Beyond Six Billion asks what such projections really say, why they say it, whether they can be trusted, and whether they can be improved. The book includes analysis of how well past U.N. and World Bank projections have panned out, what errors have occurred, and why they have happened.

Focusing on fertility as one key to accurate projections, the committee examines the transition from high, constant fertility to low fertility levels and discusses whether developing countries will eventually attain the very low levels of births now observed in the industrialized world. Other keys to accurate projections, predictions of lengthening life span and of the impact of international migration on specific countries, are also explored in detail.

How good are our methods of population forecasting?
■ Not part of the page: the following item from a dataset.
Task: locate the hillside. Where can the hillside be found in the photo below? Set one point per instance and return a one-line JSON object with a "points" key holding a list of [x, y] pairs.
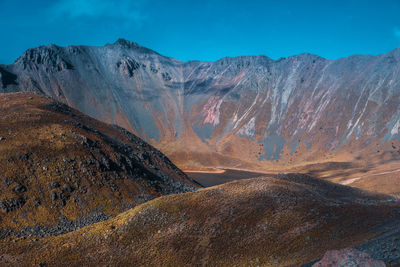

How can we cope with the inevitable uncertainty? What population trends can we anticipate? Beyond Six Billion illuminates not only the forces that shape population growth but also the accuracy of the methods we use to quantify these forces and the uncertainty surrounding projections.

The Committee on Population was established by the National Academy of Sciences (NAS) in 1983 to bring the knowledge and methods of the population sciences to bear on major issues of science and public policy. The committee's work includes both basic studies of fertility, health and mortality, and migration; and applied studies aimed at improving programs for the public health and welfare in the United States and in developing countries. The committee also fosters communication among researchers in different disciplines and countries and policy makers in government, international agencies, and private organizations. The work of the committee is made possible by funding from several government agencies and private foundations.